Los Angeles shoegaze/psych/alt band Film School have premiered two new video for the songs "Take What You Need" and "Superperfection".
Both tracks are taken from their sixth studio album "We Weren’t Here", released in September last year via Sonic Ritual. Get it here.
About the video for "Take What You Need", Director Laura Conway explains:
"Place is crucial for me and I often start with a location as the first character. In this case it was the Media Archeology lab and their workshop of beautiful (and functioning!) machines. Once I listened to the song, which is all about living your truth, a story started emerging about a computer tech encountering a computer virus that red pills her into the realization that she is also a dancer. I have been looking for a project to collaborate on with choreographer and mover Constance Harris because her choreography is so dynamic and when she performs I am completely transfixed. As we developed the look and ideas Constance Harris, my costume designer Andrea Ballas, and I talked about references from Grace Jones and Bruce Conner, to Black Box, and Spike Lee's Girl 6. The video also nods to the buried history of women, especially black women, in the development of early computer programming, which has been erased by the silicon nightmare/regime we currently live under.”

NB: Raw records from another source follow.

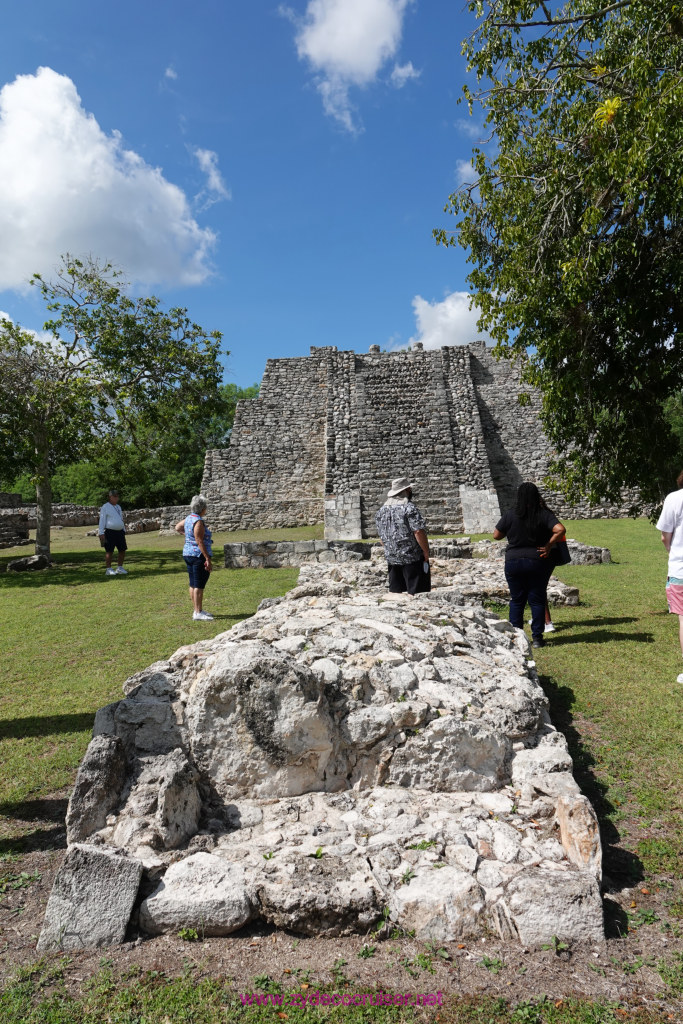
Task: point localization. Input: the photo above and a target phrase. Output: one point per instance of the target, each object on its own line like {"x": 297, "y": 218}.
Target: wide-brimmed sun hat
{"x": 400, "y": 483}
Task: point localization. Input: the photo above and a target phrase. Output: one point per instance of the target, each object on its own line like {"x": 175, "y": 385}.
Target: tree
{"x": 105, "y": 367}
{"x": 573, "y": 221}
{"x": 162, "y": 467}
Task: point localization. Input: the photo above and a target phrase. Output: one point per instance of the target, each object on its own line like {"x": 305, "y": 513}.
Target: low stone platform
{"x": 275, "y": 554}
{"x": 476, "y": 580}
{"x": 343, "y": 757}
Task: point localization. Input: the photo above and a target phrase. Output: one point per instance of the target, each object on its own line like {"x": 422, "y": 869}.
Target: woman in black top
{"x": 531, "y": 530}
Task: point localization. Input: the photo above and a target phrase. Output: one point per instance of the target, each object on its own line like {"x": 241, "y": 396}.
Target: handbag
{"x": 560, "y": 554}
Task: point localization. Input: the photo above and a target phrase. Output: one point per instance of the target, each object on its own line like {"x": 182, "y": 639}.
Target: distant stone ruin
{"x": 329, "y": 431}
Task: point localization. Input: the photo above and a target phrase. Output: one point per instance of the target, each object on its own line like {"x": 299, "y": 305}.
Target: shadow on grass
{"x": 623, "y": 867}
{"x": 38, "y": 824}
{"x": 602, "y": 636}
{"x": 45, "y": 725}
{"x": 78, "y": 567}
{"x": 605, "y": 621}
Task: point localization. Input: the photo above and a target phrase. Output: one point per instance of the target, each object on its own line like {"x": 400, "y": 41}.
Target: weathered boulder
{"x": 343, "y": 752}
{"x": 91, "y": 899}
{"x": 203, "y": 892}
{"x": 98, "y": 785}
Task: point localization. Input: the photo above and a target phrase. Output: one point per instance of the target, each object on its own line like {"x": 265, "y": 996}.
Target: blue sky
{"x": 275, "y": 168}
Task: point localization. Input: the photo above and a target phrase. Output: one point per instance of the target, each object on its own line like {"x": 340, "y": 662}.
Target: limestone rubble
{"x": 345, "y": 757}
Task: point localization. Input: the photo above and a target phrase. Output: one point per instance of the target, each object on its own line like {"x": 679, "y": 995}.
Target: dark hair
{"x": 528, "y": 507}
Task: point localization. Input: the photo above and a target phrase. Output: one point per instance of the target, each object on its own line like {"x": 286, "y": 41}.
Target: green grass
{"x": 72, "y": 636}
{"x": 610, "y": 674}
{"x": 39, "y": 995}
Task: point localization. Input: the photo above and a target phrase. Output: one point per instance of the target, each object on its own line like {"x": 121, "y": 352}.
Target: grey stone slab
{"x": 91, "y": 899}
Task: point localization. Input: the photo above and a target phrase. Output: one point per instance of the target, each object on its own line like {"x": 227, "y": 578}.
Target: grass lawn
{"x": 71, "y": 636}
{"x": 610, "y": 674}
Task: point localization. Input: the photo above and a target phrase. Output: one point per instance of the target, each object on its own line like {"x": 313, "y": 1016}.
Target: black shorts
{"x": 410, "y": 579}
{"x": 115, "y": 539}
{"x": 199, "y": 576}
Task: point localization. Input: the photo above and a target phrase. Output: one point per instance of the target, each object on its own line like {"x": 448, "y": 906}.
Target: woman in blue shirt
{"x": 197, "y": 552}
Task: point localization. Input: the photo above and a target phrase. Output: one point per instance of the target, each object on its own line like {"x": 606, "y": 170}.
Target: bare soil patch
{"x": 643, "y": 930}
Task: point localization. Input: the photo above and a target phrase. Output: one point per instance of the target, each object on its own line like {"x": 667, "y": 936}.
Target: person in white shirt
{"x": 113, "y": 534}
{"x": 671, "y": 524}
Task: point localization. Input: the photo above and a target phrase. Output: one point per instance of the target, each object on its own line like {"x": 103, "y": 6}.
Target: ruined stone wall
{"x": 272, "y": 474}
{"x": 330, "y": 431}
{"x": 516, "y": 448}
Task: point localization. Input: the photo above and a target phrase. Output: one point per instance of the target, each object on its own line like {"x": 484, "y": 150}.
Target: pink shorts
{"x": 675, "y": 595}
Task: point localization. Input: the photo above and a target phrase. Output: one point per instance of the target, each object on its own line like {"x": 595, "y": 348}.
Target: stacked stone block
{"x": 329, "y": 432}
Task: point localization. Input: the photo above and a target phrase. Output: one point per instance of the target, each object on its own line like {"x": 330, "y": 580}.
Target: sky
{"x": 275, "y": 168}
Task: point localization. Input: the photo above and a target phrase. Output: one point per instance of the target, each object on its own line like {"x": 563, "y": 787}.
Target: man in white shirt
{"x": 113, "y": 534}
{"x": 671, "y": 524}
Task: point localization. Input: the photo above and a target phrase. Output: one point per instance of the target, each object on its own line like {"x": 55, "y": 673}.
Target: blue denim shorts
{"x": 199, "y": 576}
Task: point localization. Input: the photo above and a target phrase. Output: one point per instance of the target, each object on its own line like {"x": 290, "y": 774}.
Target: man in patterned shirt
{"x": 403, "y": 534}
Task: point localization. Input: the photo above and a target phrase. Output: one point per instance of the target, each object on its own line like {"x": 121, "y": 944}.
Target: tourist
{"x": 531, "y": 531}
{"x": 671, "y": 524}
{"x": 403, "y": 535}
{"x": 112, "y": 532}
{"x": 197, "y": 552}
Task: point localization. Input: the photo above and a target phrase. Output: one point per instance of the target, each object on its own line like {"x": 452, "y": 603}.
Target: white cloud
{"x": 402, "y": 74}
{"x": 68, "y": 186}
{"x": 447, "y": 323}
{"x": 346, "y": 43}
{"x": 215, "y": 189}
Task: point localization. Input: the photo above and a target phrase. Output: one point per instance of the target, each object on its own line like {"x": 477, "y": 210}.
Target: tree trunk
{"x": 43, "y": 500}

“Continuing on Laura’s ideas here, to me this video not only celebrates women and diversity in early computer programming, but also the underrepresented diversity and POC in our music genre, past and present.” - Singer Greg Bertens
On "Superperfection" video, Director Christin Turner, says:
"Superperfection follows the psychedelic undergrowth encroaching on mysterious and breathtaking structures. The music video was shot on 16mm Kodak film in the forested ruins in Sintra, Portugal, and the Carmo Convent Ruins in Lisbon, stitched together in oscillating light. Waves of color overtake the real and place us back into the surreality of film. The video interprets the song's lyrics as an overtaking of civilization by all forms of wild-ness in the foreseeable future - as pattern that repeats throughout the centuries. The world without humans is animated using camera effects, colors, and movement. Experimental film techniques push into the frame, as if to introduce an alternate reality that underlies it all. True wildness emerges from vibrant inner experiences."